This weekend I’m going to buy my first load of firewood and spend far too much time hauling and stacking the stuff in the little space under the house, and I’ll be talking to my landlord about getting that warped baffle plate replaced this time instead of another attempt at repair. Right now though I’m going to finish this post then put another piece of tree on the fire, sit back and watch the flames while I finish the glass of red that’s mysteriously appeared in front of me. 😉


I really want to be sure my future heating doesn’t come at the cost of protected forest or threatened wildlife.

Have you ever lived with a wood heater or fireplace? Got any firey tips for this recovered teenage pyromaniac?

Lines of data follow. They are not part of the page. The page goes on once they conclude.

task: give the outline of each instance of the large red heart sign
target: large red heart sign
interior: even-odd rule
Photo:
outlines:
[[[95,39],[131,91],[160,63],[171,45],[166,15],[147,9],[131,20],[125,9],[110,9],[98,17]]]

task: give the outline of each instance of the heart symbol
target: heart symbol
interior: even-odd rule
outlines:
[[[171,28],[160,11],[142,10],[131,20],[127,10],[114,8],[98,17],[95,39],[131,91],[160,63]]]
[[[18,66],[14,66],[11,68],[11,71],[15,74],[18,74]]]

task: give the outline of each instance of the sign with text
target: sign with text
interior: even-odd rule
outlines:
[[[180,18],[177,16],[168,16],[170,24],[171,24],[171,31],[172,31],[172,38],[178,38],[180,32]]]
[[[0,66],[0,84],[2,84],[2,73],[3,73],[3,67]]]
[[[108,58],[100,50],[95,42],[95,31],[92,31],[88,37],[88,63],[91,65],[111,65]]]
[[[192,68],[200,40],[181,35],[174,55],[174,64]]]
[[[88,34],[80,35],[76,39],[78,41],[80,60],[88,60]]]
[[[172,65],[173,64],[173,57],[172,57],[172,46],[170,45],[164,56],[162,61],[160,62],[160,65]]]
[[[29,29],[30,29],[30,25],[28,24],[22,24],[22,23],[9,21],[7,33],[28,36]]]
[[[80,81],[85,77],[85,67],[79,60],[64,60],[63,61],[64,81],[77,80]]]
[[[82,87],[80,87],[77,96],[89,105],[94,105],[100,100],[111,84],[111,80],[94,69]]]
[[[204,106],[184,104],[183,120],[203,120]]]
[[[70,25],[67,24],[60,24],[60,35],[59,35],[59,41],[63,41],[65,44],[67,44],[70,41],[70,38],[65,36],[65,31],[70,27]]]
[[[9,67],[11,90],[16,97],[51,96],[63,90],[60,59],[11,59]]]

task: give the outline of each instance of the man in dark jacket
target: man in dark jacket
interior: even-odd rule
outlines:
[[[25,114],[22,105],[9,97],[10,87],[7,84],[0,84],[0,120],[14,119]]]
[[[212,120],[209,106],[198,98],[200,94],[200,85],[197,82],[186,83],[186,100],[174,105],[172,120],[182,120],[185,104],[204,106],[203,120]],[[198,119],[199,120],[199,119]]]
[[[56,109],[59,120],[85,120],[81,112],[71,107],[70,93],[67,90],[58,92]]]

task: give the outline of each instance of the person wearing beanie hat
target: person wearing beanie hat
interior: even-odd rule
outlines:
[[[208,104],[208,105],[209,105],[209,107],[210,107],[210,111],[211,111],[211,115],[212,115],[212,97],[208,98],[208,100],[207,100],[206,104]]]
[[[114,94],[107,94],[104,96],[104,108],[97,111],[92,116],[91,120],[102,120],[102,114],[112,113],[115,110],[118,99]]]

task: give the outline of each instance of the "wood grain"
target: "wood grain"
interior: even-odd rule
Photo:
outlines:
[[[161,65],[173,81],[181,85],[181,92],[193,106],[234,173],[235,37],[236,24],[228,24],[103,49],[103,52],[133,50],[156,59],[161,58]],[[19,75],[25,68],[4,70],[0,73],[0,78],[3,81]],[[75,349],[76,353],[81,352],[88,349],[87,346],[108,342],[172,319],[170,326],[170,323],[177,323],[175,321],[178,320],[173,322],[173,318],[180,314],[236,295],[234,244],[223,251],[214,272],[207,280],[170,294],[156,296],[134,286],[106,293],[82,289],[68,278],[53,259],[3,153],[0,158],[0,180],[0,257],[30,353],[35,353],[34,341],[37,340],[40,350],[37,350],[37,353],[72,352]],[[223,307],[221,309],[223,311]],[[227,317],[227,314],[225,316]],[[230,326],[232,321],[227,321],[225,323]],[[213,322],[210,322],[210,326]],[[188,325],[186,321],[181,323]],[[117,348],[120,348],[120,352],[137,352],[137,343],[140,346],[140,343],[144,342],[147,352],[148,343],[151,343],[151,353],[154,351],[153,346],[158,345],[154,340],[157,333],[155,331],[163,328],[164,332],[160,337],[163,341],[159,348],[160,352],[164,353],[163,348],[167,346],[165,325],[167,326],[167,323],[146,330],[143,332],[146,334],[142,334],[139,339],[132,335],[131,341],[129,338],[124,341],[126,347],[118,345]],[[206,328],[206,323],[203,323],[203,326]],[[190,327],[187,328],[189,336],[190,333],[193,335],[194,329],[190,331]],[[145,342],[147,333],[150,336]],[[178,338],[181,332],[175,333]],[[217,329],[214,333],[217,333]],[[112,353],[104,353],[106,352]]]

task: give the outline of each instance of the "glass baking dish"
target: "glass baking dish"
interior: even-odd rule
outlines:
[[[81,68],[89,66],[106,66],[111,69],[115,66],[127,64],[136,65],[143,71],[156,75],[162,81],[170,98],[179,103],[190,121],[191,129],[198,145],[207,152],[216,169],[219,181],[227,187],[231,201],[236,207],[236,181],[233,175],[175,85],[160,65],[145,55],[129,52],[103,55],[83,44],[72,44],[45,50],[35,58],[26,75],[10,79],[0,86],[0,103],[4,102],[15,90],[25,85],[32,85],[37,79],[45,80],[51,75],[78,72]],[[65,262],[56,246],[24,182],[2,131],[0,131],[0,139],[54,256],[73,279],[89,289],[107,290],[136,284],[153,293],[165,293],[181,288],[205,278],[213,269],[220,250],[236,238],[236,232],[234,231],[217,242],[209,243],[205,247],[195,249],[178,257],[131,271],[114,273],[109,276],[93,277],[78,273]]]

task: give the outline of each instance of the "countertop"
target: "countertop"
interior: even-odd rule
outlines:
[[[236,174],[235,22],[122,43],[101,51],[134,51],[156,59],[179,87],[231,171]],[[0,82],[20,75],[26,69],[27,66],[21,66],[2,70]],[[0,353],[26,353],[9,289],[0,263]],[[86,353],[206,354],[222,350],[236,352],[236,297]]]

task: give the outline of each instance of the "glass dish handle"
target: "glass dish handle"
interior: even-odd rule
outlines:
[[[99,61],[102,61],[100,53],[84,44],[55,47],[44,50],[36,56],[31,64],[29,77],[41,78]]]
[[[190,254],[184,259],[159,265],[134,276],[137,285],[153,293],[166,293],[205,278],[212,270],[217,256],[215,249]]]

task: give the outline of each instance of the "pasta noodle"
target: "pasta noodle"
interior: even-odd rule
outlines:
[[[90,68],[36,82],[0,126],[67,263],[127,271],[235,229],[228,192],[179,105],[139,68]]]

Come sit with me and tell me all about it. There’s enough red wine to share and though my couch may be fat and bulky it’s pretty comfy.


9 Comments on “Shivering my timbers

  1. Great post Toni! We’re attempting to burn hideous wood that is apparently waste from southwood. Not good at all. Better than burning habitat maybe… But we love having the brick wall behind the fireplace get all toasty then radiate warmth all the next day. I’m off to click on your links now, love the way you think, write & share!

    • Hello and thank you! Mm, I really like the idea of having a brick wall behind the fire to retain the heat. Sounds like good sustainable design to me, making your fire far more efficient by providing radiant heat the next day. *sigh* If I ever own my own place I just might borrow that idea.


  2. We had a wood stove in the old farmhouse. It was a lot of work, but I still miss the heat it provided. (Our wood stove is still in our barn where its stood, unused, for 10 years. I can’t get rid of it.)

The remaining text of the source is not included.